Required reading with your morning coffee
Every hospital show on TV has its vital-signs moment. Someone pushes a gurney yelling BP is 180 over 40, pulse is 100 and white-blood-cell count is whatever. It’s a cliche scene but, nonetheless, important because it demonstrates the necessity to look at critical numbers to reveal a patient’s condition.
When golf course operators sign on with GOLF Business Solutions, they don’t start wearing scrubs. But they do gain access to critical performance reports designed to inform them how well or not-so-well their business is doing. Ryan Peers, a GOLF Business Solutions Metro Market Sales Manager, helps course operators become adept at pulling and examining these reports, so they can reset their strategy for optimizing revenue and profit performance.
“Eventually it becomes routine for a course manager—something they do with their morning coffee,” says Peers. “Any course that uses GOLFNOW for tee time distribution has access to a number of fundamental reports they can look at whenever they want, just by logging into GOLFNOW Central. The main report everyone wants to see is Rounds & Revenue – Course YOY, which also gives an average dollar cost per round for the selected period.”
Also in that group, “Core Platform” reports show year-over-year revenue performance for a selected period – most operators prefer a monthly look. “At a glance, you see that February 2018 gave you 2,000 rounds and $90,000 in golf revenue, while February 2019 gave you 10 percent less or 10 percent more,” explains Peers. “You’ll want to know this information as a historical trend that can inform decisions about tee-sheet management.”
Training and support are provided for the operator who is just starting out as a GOLFNOW report reader. “We make sure the operator can go through the reports knowledgeably – just a couple of clicks and very intuitive,” Peers says.
The portfolio of GOLFNOW performance-indicator reports goes far beyond the basic five that any affiliated operator can self-service.

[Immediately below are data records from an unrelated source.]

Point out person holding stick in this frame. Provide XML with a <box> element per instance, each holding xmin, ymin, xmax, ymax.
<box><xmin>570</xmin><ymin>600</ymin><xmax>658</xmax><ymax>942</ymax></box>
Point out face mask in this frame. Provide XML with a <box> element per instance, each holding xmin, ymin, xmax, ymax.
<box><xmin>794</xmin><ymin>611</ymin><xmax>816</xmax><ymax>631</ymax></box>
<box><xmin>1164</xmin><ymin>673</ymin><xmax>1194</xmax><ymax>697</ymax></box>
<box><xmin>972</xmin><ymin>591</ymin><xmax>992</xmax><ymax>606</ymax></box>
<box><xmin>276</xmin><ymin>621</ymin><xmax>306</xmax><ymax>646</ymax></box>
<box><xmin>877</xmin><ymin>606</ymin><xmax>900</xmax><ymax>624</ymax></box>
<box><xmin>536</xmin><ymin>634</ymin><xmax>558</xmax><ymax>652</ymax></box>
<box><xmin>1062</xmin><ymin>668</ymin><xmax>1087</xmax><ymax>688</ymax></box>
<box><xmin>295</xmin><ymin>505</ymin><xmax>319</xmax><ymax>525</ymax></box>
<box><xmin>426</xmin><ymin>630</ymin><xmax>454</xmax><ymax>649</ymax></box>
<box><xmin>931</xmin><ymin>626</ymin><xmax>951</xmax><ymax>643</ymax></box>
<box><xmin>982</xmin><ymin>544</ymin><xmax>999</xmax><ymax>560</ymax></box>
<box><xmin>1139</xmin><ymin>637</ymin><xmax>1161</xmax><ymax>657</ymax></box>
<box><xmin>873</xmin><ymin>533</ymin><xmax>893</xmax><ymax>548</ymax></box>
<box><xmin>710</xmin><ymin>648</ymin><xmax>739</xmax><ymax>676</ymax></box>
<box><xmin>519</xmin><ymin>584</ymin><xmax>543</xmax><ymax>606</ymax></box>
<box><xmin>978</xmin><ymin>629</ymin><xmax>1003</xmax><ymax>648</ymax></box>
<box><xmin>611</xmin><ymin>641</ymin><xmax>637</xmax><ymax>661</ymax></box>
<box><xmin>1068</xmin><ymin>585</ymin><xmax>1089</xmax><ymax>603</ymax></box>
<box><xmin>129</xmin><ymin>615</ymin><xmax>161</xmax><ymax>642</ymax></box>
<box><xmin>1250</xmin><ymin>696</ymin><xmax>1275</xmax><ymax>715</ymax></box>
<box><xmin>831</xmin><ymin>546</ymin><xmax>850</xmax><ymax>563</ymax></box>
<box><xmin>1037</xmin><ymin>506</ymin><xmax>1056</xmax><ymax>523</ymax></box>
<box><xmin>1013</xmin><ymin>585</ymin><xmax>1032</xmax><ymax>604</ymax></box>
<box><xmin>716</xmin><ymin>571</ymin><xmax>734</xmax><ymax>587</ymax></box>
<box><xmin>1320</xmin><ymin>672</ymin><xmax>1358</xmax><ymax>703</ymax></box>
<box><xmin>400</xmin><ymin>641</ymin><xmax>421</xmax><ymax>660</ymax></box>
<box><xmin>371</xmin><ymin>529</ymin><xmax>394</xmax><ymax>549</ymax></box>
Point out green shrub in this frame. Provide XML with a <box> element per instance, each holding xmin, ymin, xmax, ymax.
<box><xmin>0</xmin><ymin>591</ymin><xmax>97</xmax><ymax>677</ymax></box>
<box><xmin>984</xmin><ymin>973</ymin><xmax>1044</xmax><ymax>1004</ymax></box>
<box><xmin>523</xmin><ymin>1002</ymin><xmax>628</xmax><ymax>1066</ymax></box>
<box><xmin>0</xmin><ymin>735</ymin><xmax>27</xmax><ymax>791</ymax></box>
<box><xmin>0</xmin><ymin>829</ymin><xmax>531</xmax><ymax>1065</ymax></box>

To obtain more granular reports, an operator would need to make a request with his representative.
The whole point of all this, in Peers’ view, is simple – “to help a course sell more golf.” Getting the staff bought in and responsive to the reports is also a clear goal. Once opened, they can be saved as either an Excel file or a PDF and forwarded to colleagues, ownership or anyone with a need-to-know status.
Obviously, a decision-maker in any business will be interested in data only as it guides their next move. “In the push to maximize tee-sheet revenue, you test out pricing adjustments then evaluate your results,” says Peers.
Recently, Peers was contacted by one of the operators with whom he works about revenue performance year-to-date and expressed some displeasure. Rounds played at his course for a particular period were down significantly. Revenue for that period was also down, though only slightly.
What happened? In this case, it was the rare case of a robust price increase. “He was irritated by the slight drop in revenue, but this operator had really pushed the envelope with his pricing,” Peers says. “But the real story was he discovered a lot of pricing power—going up something like $15 on average with very little revenue loss.” There is a risk even with small price increases, but this one delivered a lot of information about consumer demand and the price ceiling. The next logical step would be to ease off slightly and see whether a sweet spot had been discovered.
As a golf course operator in this current business climate, your customers can be somewhat less predictable than you might imagine. Don’t underestimate the value of a set of tech tools that allow you to price-adjust with precision and ease. Soon, you will be optimizing revenue and profits reliably.